In this case the study population was split into 3 groups:
- 1) fully vaccinated and SARS-CoV-2-naïve individuals, namely MHS members who received two doses of the BioNTech/Pfizer mRNA BNT162b2 vaccine by February 28, 2021, did not receive the third dose by the end of the study period and did not have a positive PCR test result by June 1, 2021
- 2) unvaccinated previously infected individuals, namely MHS members who had a positive SARS-CoV-2 PCR test recorded by February 28, 2021 and who had not been vaccinated by the end of the study period
- 3) previously infected and vaccinated individuals, including individuals who had a positive SARSCoV-2 PCR test by February 28, 2021 and received one dose of the vaccine by May 25, 2021, at least 7 days before the study period.
The key dependent variables in the analysis were PCR confirmed COVID infection, COVID infection, COVID-related hospitalization, and COVID-related death. From here the researchers specified logistic regressions where they use the study groups as independent variables and the 4 SARS-CoV-2 outcomes as dependent variables.
Results
Model 1 – previously infected vs. vaccinated individuals, with matching for time of first event
- After adjusting for comorbidities, we found a statistically significant 13.06-fold (95% CI, 8.08 to 21.11) increased risk for breakthrough infection as opposed to reinfection (P<0.001).
- After adjusting for comorbidities, we found a 27.02-fold risk (95% CI, 12.7 to 57.5) for symptomatic breakthrough infection as opposed to symptomatic reinfecting (P<0.001)
Model 2 –previously infected vs. vaccinated individuals, without matching for time of first event
- After adjusting for comorbidities, a 5.96-fold increased risk (95% CI, 4.85 to 7.33) increased risk for breakthrough infection as opposed to reinfection could be observed (P<0.001)

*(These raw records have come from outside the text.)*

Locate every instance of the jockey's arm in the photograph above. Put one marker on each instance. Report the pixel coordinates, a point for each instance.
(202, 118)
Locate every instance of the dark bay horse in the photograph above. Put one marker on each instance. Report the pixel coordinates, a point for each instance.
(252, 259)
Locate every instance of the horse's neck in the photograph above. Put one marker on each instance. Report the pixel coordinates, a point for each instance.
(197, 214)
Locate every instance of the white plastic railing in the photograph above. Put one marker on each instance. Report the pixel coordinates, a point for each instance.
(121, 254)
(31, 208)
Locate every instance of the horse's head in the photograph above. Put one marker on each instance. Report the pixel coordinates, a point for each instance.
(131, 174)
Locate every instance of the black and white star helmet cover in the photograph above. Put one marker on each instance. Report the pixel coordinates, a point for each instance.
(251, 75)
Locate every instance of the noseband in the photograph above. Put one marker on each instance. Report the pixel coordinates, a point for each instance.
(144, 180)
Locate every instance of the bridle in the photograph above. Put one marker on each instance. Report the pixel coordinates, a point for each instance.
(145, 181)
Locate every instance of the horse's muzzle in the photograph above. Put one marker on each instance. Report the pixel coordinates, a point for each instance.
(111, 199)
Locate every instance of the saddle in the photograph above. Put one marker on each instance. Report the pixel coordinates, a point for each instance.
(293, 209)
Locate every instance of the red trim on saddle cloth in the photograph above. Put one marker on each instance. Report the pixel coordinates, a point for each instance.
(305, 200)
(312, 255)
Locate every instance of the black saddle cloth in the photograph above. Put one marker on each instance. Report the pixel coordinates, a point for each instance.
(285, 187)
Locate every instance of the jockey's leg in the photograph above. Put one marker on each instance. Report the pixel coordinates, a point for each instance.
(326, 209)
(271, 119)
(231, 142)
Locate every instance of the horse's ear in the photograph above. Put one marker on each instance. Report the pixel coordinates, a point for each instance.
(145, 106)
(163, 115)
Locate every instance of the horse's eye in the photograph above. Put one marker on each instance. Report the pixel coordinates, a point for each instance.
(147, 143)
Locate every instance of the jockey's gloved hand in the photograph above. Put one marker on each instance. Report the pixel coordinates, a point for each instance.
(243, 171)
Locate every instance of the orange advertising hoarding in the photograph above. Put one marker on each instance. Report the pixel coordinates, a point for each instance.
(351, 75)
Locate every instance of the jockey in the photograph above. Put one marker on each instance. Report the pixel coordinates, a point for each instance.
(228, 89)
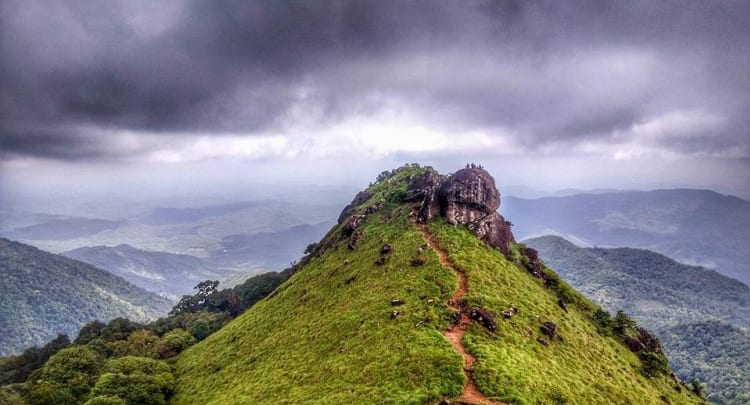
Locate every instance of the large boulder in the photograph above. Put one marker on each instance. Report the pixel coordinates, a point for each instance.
(469, 195)
(358, 200)
(424, 190)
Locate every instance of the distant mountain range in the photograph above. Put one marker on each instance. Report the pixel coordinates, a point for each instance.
(43, 294)
(693, 226)
(168, 274)
(674, 300)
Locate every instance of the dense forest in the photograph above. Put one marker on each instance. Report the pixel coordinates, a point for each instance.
(702, 349)
(122, 361)
(43, 294)
(700, 315)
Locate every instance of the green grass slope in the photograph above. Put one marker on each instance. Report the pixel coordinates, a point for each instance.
(326, 335)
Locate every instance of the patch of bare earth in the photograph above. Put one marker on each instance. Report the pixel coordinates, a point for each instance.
(470, 394)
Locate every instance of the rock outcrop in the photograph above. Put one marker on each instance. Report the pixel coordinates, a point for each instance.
(467, 197)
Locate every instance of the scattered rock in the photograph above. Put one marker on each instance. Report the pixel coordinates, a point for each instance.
(374, 208)
(354, 240)
(456, 317)
(635, 345)
(424, 190)
(531, 253)
(359, 199)
(484, 317)
(508, 313)
(549, 328)
(353, 223)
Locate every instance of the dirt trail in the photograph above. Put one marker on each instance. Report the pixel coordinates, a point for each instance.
(470, 394)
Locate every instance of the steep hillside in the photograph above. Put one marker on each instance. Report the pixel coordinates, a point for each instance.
(714, 352)
(370, 316)
(665, 296)
(168, 274)
(647, 285)
(43, 294)
(693, 226)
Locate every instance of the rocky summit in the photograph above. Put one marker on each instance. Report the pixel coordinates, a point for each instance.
(468, 197)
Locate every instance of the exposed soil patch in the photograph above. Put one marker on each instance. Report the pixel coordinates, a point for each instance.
(470, 394)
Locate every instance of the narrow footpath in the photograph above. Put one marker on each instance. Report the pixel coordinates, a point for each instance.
(456, 332)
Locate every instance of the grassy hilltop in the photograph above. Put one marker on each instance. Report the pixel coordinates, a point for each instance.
(328, 334)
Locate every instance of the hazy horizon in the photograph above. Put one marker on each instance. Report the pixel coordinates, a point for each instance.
(199, 102)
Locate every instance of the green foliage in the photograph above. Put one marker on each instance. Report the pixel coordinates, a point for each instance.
(325, 335)
(16, 369)
(653, 364)
(674, 300)
(43, 294)
(584, 366)
(696, 387)
(603, 320)
(66, 377)
(623, 324)
(135, 380)
(174, 342)
(8, 397)
(714, 352)
(311, 248)
(200, 330)
(106, 400)
(333, 318)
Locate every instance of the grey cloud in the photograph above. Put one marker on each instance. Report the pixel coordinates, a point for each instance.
(211, 67)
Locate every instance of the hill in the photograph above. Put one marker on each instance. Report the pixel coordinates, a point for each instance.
(715, 352)
(693, 226)
(43, 294)
(168, 274)
(675, 300)
(403, 301)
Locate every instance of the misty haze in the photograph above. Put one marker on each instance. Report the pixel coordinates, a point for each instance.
(423, 202)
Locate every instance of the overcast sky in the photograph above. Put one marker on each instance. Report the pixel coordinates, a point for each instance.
(547, 94)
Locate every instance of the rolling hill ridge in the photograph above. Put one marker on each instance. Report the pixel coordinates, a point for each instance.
(43, 294)
(419, 295)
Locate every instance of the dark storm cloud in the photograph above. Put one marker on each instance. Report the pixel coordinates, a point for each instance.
(548, 72)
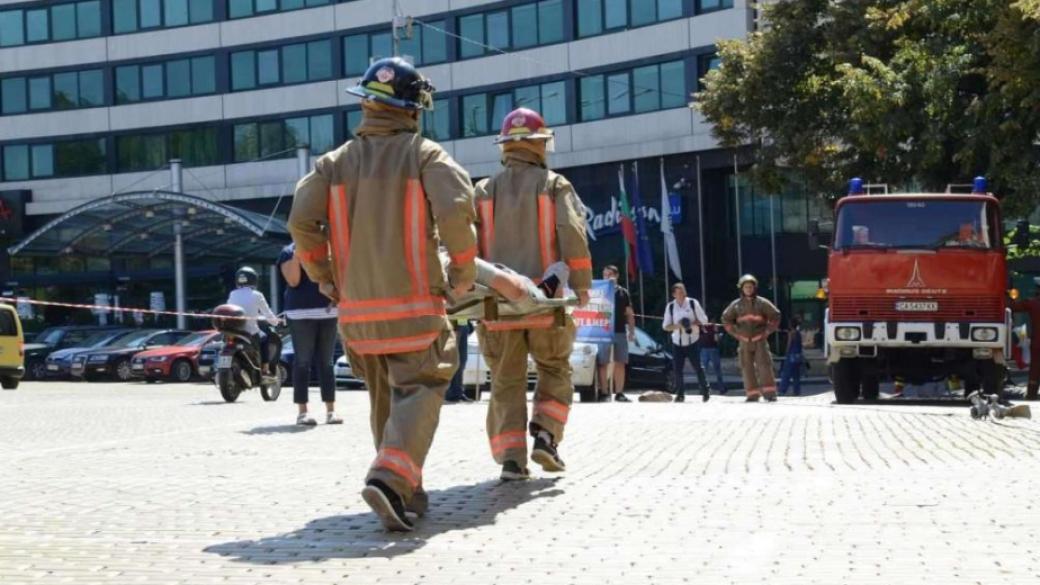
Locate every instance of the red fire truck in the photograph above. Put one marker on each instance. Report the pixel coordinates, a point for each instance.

- Overall, 552 symptomatic cases of SARS-CoV-2 were recorded, 484 in the vaccinated group and 68 in the previously infected group. There was a 7.13-fold (95% CI, 5.51 to 9.21) increased risk for symptomatic breakthrough infection than symptomatic reinfection
Model 3 - previously infected vs. vaccinated and previously infected individuals
- Examining previously infected individuals to those who were both previously infected and received a single dose of the vaccine, we found that the latter group had a significant 0.53-fold (95% CI, 0.3 to 0.92)
Takeaways
In the next week or so, I'm sure researchers will be going through the data to try and reproduce the figures cited here (that's why it's a pre-print). Assuming all that checks out, there are a couple interesting takeaways from this data:
- People who were never infected with SARS-CoV-2 and were vaccinated with 2 doses have a 13x increase in their risk of breakthrough infection with Delta.
- Compared with the previously infected, the SARS-CoV-2-naïve vaccinees had a 5.96x risk of breakthrough infection, a 7.13x risk for symptomatic disease, and a greater risk of hospitalization.
In short, if you got COVID and survived, the antibody response that your body mustered affords stronger protection against Delta than one induced through a 2-dose regimen of the Pfizer vaccine.